ECB needs to rethink market neutrality

It’s time to address market failures and carbon bias in financial markets

Drastic efforts are needed to reduce carbon emissions and meet the climate goals of the Paris agreement. While governments are the driving force behind the transition to carbon-neutral economies, central banks have an important role to play in identifying and reducing climate-related risks.

These risks are often not accurately priced in financial markets. This is mainly due to inadequate carbon pricing and incomplete information about climate-related exposures. As a result, financial markets do not fully internalise expected costs of climate change and climate-related policies in asset prices. This market failure leads to inefficient allocation of resources and carbon bias in capital markets.

The most direct way to address this is for governments to introduce better carbon pricing measures. This will force markets to internalise climate-related externalities and make sustainable investments more attractive compared to carbon-intensive alternatives.

Global accounting standards for climate risks are needed to foster better transparency and address information gaps in markets. Central banks can contribute to this in two ways.

First, they can disclose the climate-related risks of their balance sheets. This sets an example and could encourage the disclosure of such risks by other financial market participants.

Second, central banks may consider making climate disclosures a requirement in their monetary operations (both in refinancing operations and purchase programmes). This transparency would help central banks improve their assessment of climate risks.

Central banks should also consider addressing carbon bias in their monetary operations, which comes from carbon bias in financial markets. For example, the European Central Bank applies the concept of market neutrality in its purchase programmes. However, market neutrality in the form of a market capitalisation weighted benchmark – as used in the ECB’s corporate sector purchase programmes – may not be appropriate.

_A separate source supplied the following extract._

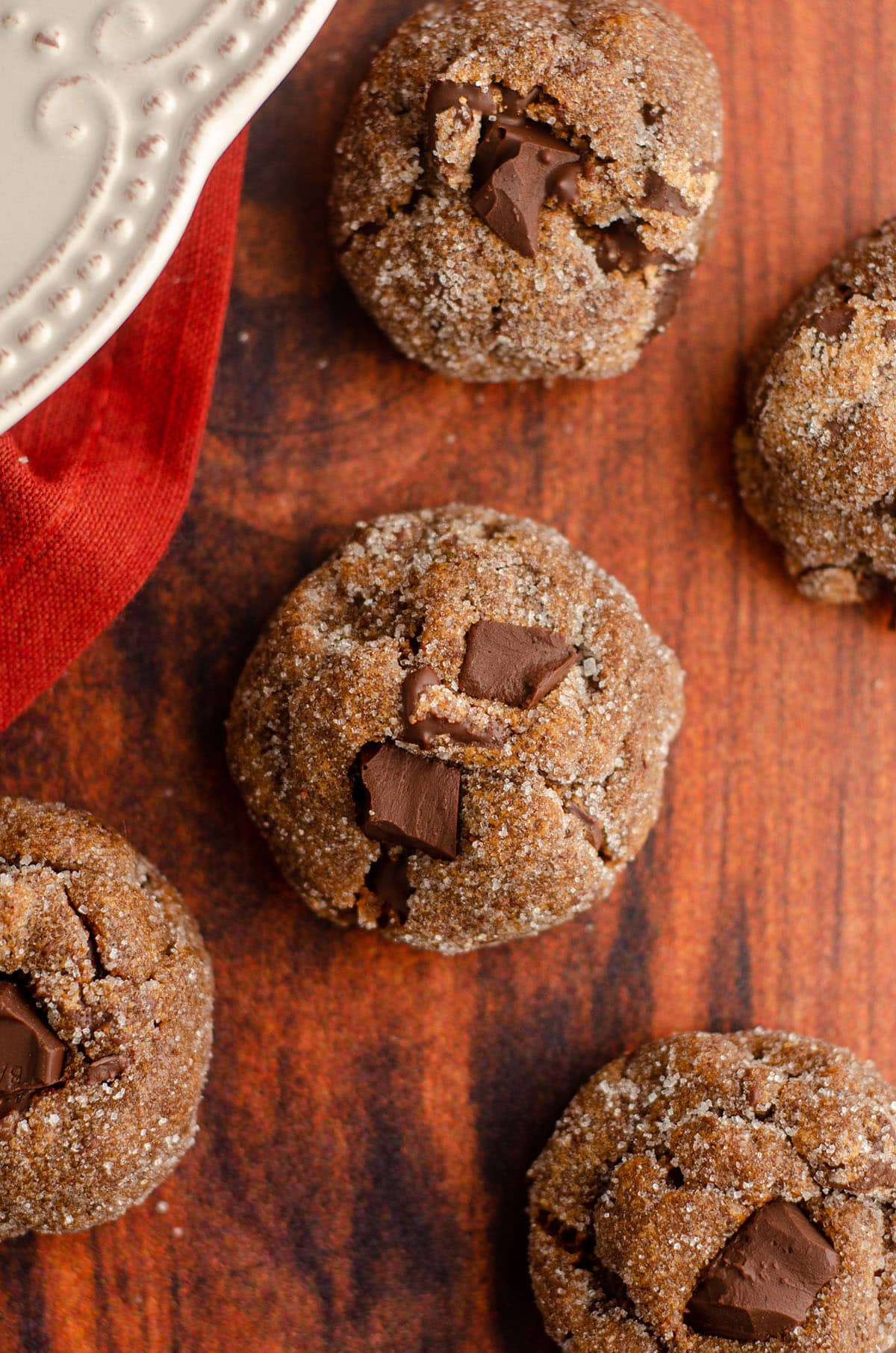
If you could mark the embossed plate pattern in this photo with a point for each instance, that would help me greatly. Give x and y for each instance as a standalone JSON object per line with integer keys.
{"x": 111, "y": 118}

Market failures that distort relative prices may be a reason to use other concepts of market neutrality that better reflect climate-related risks and externalities.

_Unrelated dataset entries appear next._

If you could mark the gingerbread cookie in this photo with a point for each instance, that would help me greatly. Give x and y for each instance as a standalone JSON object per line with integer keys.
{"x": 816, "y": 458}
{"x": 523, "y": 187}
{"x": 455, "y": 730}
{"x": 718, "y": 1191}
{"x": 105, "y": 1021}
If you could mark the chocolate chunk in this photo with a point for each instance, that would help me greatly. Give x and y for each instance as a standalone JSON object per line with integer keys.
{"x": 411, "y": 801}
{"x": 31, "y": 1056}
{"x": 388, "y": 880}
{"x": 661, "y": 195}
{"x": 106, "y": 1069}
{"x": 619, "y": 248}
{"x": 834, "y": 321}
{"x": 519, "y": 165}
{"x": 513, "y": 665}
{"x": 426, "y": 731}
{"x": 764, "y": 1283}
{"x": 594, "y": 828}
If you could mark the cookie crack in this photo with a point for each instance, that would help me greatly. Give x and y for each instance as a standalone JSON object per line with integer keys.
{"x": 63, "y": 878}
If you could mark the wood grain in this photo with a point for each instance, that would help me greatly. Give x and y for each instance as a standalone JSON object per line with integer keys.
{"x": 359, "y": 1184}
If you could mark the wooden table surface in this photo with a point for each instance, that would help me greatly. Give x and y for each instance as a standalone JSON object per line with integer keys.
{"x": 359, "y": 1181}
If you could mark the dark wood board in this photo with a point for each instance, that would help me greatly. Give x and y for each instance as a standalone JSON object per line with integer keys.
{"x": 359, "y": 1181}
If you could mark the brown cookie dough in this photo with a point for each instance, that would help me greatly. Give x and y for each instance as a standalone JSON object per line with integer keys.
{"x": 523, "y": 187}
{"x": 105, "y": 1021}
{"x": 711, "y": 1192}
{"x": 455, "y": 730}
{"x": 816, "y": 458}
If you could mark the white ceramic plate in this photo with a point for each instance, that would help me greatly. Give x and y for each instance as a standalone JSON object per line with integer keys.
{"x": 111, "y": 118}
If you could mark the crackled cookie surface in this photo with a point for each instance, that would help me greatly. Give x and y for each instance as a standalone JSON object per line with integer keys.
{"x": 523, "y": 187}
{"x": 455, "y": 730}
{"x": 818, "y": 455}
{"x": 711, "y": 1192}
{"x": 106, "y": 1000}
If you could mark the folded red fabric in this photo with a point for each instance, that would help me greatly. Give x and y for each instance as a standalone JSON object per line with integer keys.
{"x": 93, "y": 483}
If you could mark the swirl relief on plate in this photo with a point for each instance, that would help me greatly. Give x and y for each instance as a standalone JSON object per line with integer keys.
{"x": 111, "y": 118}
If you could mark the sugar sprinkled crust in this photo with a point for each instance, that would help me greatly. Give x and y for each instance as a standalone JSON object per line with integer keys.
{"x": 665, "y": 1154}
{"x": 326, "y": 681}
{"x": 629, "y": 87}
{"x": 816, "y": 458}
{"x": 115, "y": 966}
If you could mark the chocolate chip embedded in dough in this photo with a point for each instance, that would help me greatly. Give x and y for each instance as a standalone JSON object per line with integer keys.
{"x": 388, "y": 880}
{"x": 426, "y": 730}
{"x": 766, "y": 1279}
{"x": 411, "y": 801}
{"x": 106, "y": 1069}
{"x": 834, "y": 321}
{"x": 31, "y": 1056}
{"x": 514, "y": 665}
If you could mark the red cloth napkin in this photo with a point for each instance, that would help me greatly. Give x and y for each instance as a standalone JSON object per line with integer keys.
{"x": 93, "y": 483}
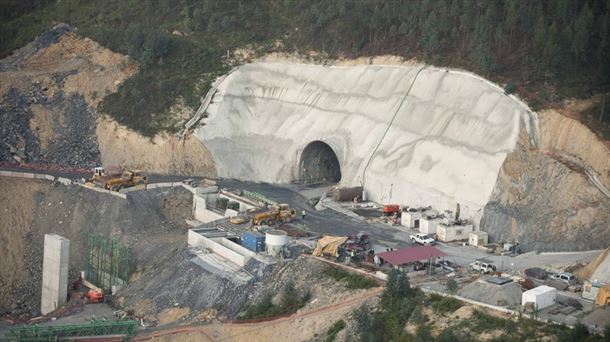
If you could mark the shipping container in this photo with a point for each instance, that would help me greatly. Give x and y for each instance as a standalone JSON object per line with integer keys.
{"x": 253, "y": 241}
{"x": 347, "y": 194}
{"x": 233, "y": 205}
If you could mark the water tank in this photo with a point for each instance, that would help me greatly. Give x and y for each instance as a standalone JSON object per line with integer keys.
{"x": 275, "y": 241}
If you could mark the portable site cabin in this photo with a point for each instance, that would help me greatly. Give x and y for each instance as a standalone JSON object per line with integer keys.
{"x": 410, "y": 219}
{"x": 478, "y": 238}
{"x": 541, "y": 296}
{"x": 590, "y": 290}
{"x": 448, "y": 233}
{"x": 428, "y": 225}
{"x": 603, "y": 296}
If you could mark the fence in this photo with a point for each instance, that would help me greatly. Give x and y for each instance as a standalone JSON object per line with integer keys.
{"x": 107, "y": 262}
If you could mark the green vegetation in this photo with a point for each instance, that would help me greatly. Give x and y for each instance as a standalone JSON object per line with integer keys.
{"x": 452, "y": 286}
{"x": 401, "y": 304}
{"x": 352, "y": 281}
{"x": 547, "y": 49}
{"x": 332, "y": 332}
{"x": 291, "y": 300}
{"x": 398, "y": 303}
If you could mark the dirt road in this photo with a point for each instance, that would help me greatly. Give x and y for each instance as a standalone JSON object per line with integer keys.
{"x": 298, "y": 327}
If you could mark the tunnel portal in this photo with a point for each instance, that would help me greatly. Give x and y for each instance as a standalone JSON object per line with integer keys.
{"x": 319, "y": 164}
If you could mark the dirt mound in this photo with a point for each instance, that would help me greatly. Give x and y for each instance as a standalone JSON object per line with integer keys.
{"x": 39, "y": 207}
{"x": 597, "y": 268}
{"x": 545, "y": 205}
{"x": 49, "y": 93}
{"x": 162, "y": 154}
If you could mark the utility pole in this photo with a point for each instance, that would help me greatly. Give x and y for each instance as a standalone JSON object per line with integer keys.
{"x": 601, "y": 112}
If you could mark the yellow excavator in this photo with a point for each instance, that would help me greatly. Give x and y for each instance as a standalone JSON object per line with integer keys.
{"x": 117, "y": 181}
{"x": 280, "y": 213}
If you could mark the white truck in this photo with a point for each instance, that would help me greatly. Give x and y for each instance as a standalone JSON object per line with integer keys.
{"x": 483, "y": 266}
{"x": 423, "y": 239}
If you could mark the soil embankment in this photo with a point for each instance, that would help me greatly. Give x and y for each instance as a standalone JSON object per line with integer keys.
{"x": 544, "y": 197}
{"x": 50, "y": 92}
{"x": 152, "y": 222}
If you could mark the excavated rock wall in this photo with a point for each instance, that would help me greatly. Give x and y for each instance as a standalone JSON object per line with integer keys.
{"x": 49, "y": 93}
{"x": 545, "y": 204}
{"x": 151, "y": 222}
{"x": 411, "y": 134}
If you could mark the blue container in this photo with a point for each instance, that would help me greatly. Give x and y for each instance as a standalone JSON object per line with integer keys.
{"x": 254, "y": 241}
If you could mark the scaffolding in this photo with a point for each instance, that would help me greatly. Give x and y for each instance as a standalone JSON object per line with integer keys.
{"x": 126, "y": 329}
{"x": 107, "y": 262}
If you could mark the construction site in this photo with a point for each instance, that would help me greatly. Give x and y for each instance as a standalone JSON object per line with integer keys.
{"x": 294, "y": 200}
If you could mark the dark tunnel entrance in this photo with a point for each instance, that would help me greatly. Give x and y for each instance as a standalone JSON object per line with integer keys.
{"x": 319, "y": 164}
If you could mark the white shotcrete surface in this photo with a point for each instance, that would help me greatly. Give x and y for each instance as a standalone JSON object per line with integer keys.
{"x": 446, "y": 142}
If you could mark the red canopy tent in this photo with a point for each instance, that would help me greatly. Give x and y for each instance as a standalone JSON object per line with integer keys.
{"x": 404, "y": 256}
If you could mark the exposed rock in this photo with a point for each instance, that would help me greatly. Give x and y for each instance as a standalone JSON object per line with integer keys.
{"x": 543, "y": 204}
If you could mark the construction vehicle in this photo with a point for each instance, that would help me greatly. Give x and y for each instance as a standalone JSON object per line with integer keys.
{"x": 390, "y": 209}
{"x": 116, "y": 181}
{"x": 280, "y": 213}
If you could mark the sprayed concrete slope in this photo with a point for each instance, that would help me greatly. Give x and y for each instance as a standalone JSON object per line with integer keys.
{"x": 411, "y": 134}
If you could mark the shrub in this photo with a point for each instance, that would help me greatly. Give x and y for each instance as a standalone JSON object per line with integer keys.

What is appropriate may differ for each central bank, dependent on its mandate and the type of monetary operations. The ECB has to consider how to take into account climate-related risks in monetary policy, because climate change can directly and indirectly affect price stability.

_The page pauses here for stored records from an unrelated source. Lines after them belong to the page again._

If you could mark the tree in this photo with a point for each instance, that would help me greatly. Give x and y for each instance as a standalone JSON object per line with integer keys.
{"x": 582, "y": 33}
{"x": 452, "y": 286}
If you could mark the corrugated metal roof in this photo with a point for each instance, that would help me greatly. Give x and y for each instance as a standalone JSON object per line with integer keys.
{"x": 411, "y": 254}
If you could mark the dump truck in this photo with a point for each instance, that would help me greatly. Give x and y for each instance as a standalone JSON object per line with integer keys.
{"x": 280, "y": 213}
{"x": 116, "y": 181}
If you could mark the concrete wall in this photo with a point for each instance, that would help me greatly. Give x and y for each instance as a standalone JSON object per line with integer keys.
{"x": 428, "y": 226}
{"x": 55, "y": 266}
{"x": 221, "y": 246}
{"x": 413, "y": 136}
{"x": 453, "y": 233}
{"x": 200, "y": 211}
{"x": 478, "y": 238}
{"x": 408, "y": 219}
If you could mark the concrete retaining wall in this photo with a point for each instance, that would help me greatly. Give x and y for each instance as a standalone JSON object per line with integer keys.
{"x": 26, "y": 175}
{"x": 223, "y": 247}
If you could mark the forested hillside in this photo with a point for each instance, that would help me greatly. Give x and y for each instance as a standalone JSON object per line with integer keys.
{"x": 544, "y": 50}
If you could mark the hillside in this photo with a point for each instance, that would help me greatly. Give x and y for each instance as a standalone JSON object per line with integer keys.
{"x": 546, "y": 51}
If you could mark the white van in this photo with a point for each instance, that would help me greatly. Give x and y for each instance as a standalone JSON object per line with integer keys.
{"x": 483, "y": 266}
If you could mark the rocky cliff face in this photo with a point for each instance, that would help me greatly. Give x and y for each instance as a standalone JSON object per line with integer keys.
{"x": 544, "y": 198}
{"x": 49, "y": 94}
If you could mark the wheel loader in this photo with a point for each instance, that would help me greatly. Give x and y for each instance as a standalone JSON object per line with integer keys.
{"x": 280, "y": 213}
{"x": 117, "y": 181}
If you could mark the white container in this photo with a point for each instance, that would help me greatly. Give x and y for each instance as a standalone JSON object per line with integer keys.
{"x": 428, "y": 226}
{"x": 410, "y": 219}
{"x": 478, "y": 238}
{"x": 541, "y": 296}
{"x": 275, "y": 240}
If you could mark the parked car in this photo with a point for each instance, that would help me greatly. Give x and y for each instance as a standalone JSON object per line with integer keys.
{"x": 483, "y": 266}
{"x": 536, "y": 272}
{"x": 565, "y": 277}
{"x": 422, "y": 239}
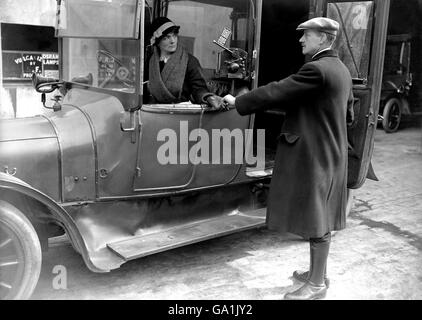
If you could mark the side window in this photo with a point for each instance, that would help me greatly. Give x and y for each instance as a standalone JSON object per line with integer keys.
{"x": 200, "y": 24}
{"x": 353, "y": 43}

The ECB also has to support general economic policies in the European Union, one of which is ‘a high level of protection and improvement of the quality of the environment’. In its strategy review, the ECB is exploring how, within the boundaries of its mandate, it can consider climate-related risks in the conduct of its monetary policy.

So, although governments are the primary actors in climate-related policies, central banks have an important role to play in fostering transparency and in the way they shape their monetary policy and operations.

Olaf Sleijpen is an Executive Board Member of De Nederlandsche Bank.